Man Contracts Second Strain of HIV Two Years After Initial Infection; Could Have Ramifications for Vaccine Research
A 38-year-old man has contracted a second strain of HIV more than two years after initially becoming infected with the virus, a finding that could have ramifications for HIV vaccine research, according to a case study published in today's issue of the New England Journal of Medicine, the AP/Baltimore Sun reports. Researchers were able to thoroughly document the case because the man, who first contracted HIV in 1998, was enrolled in a study to test early treatment of the virus. After two years of successful antiretroviral treatment in the study, which was sponsored by the Swiss government and GlaxoSmithKline, the man ceased taking the drugs and was given an experimental vaccine designed to "boost" his body's immune response to the virus. In April 2001, a few months after being given the vaccine, the man's viral levels increased significantly. After performing several tests to determine the cause of the increase in viral load, researchers discovered that the man, who had recently engaged in unprotected sex with several anonymous partners while on a trip to Brazil, had become infected with a second strain of HIV. A similar case documented in Boston was presented at the XIV International AIDS Conference in July (AP/Baltimore Sun, 9/5).

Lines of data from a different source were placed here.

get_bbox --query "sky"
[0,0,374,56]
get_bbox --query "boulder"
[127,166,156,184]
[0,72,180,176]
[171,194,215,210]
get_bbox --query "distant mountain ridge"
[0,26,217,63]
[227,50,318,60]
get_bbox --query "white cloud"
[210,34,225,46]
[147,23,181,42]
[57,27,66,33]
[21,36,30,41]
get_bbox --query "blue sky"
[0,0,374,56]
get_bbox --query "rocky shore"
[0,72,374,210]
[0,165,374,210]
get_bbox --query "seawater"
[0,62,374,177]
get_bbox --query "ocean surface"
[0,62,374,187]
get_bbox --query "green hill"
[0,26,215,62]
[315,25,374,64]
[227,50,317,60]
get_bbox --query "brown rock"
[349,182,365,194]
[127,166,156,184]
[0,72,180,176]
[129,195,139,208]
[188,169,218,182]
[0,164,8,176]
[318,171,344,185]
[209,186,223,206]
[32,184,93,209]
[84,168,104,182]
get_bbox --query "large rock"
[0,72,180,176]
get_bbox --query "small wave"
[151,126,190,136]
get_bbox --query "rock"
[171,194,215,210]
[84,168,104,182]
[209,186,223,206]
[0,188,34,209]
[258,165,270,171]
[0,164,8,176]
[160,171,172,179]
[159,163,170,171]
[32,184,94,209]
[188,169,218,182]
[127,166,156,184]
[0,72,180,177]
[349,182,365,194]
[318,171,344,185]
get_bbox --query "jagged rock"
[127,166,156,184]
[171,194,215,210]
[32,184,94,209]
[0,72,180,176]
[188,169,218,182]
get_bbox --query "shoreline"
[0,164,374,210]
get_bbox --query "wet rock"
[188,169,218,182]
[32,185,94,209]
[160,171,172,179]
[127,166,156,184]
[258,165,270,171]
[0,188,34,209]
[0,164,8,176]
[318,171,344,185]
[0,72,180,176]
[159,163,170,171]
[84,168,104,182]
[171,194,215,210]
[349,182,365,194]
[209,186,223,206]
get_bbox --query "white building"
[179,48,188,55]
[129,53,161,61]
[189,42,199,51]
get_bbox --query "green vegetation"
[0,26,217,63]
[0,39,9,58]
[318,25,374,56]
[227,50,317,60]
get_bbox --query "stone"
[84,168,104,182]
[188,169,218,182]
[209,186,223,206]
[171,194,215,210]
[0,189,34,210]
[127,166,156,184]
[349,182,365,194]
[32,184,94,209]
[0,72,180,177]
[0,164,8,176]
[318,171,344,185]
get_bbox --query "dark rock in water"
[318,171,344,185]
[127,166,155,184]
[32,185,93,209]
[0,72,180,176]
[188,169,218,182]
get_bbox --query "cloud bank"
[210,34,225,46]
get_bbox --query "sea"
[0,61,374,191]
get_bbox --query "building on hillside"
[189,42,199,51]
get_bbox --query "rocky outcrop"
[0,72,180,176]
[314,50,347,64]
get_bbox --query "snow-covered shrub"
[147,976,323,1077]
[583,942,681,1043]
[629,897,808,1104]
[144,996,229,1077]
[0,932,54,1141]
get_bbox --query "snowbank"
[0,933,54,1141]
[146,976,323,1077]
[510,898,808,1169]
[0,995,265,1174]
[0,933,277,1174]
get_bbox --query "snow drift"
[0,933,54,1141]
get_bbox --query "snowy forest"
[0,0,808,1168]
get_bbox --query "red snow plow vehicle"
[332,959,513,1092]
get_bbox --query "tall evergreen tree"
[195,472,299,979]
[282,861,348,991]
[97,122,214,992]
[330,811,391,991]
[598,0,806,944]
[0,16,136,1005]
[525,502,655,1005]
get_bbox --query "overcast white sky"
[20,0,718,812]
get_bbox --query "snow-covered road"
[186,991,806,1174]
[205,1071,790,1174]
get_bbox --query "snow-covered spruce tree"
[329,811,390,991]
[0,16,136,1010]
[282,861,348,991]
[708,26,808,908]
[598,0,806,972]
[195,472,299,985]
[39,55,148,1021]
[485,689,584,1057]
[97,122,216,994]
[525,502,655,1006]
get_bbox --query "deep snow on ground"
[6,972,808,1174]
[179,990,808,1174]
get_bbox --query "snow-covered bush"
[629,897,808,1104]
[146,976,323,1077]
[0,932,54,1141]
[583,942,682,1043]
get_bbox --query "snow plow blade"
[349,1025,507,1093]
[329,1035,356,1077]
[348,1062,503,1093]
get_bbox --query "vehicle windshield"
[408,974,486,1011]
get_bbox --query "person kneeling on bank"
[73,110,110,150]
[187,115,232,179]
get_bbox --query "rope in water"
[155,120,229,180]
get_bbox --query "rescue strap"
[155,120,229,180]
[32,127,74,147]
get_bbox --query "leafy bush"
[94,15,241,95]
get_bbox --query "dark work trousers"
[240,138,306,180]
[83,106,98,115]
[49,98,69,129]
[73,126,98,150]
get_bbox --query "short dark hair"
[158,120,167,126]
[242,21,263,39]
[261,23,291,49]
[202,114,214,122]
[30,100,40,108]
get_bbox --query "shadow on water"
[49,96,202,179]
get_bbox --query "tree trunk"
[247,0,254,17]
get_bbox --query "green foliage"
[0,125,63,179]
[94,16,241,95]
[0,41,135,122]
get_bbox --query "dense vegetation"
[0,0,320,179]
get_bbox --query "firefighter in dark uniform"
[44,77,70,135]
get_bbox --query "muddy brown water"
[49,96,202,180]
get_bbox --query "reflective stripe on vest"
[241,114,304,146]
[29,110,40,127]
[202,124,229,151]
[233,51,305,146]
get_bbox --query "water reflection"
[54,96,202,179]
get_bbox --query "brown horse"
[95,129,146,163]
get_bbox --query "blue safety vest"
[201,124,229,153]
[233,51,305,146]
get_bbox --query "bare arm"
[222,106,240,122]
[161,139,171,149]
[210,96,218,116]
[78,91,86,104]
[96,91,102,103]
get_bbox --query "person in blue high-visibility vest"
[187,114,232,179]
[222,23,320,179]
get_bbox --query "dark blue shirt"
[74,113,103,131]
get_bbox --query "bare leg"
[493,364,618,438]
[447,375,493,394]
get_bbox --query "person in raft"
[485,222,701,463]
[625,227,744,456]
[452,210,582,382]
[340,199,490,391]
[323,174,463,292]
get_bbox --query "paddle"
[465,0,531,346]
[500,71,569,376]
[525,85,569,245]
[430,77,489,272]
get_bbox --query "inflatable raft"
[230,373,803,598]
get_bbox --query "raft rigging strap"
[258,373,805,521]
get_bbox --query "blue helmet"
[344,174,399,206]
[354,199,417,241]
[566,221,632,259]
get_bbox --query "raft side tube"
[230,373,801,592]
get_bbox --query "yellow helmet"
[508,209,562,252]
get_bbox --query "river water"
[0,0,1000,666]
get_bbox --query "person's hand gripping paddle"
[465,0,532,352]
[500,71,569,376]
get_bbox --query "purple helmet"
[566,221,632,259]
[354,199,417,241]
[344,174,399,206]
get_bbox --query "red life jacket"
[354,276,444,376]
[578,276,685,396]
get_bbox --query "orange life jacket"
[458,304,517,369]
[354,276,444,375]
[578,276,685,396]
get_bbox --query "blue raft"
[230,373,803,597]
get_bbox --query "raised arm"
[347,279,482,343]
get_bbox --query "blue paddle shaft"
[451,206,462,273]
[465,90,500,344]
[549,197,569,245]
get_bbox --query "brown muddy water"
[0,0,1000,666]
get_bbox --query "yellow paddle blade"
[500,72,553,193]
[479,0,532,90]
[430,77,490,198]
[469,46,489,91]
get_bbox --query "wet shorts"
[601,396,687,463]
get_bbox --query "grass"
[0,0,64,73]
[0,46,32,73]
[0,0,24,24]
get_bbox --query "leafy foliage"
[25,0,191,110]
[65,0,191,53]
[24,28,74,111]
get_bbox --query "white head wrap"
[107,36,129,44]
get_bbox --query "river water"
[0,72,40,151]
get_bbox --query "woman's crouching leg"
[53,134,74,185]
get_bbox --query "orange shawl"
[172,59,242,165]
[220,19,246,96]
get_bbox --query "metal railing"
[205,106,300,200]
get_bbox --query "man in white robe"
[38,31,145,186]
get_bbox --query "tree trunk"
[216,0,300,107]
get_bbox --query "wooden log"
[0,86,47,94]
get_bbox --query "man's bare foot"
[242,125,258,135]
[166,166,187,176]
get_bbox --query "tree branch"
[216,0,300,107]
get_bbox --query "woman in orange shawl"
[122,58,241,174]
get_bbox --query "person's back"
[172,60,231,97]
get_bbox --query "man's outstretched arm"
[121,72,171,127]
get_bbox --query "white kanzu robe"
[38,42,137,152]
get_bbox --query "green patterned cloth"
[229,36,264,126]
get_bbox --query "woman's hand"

Doctors had previously assumed that the body's immune response to one strain of HIV would keep HIV-positive individuals from contracting a second strain of the virus. However, the "rare" case of "superinfection" documented in the Swiss study demonstrates that co-infection is possible and could have major implications for vaccine research and public health, Reuters Health reports. Dr. Bernard Hirschel of the University of Geneva, one of the researchers who led the study, noted that the patient had already received an experimental vaccine designed to boost his HIV immunity. "Not only did this experimental vaccination not protect against a rebound of the original strain, it didn't protect against superinfection," he said. However, in an accompanying editorial, Drs. Bruce Walker and Philip Goulder of Massachusetts General Hospital state that the case "need not leave [researchers] in despair." They note that people are generally more likely to be exposed to the same strain of HIV over time, whereas the man in the study had become infected while traveling (Norton, Reuters Health, 9/4). They warn that, although rare, superinfection may "precipitate more rapid progression" to AIDS. Therefore, HIV-positive and HIV-negative people should "exercise the same degree of vigilance to prevent HIV exposure," meaning that HIV-positive people should follow safe-sex practices when engaging in sex with another HIV-positive or HIV-negative individual (Reuters/Toronto Globe and Mail, 9/5).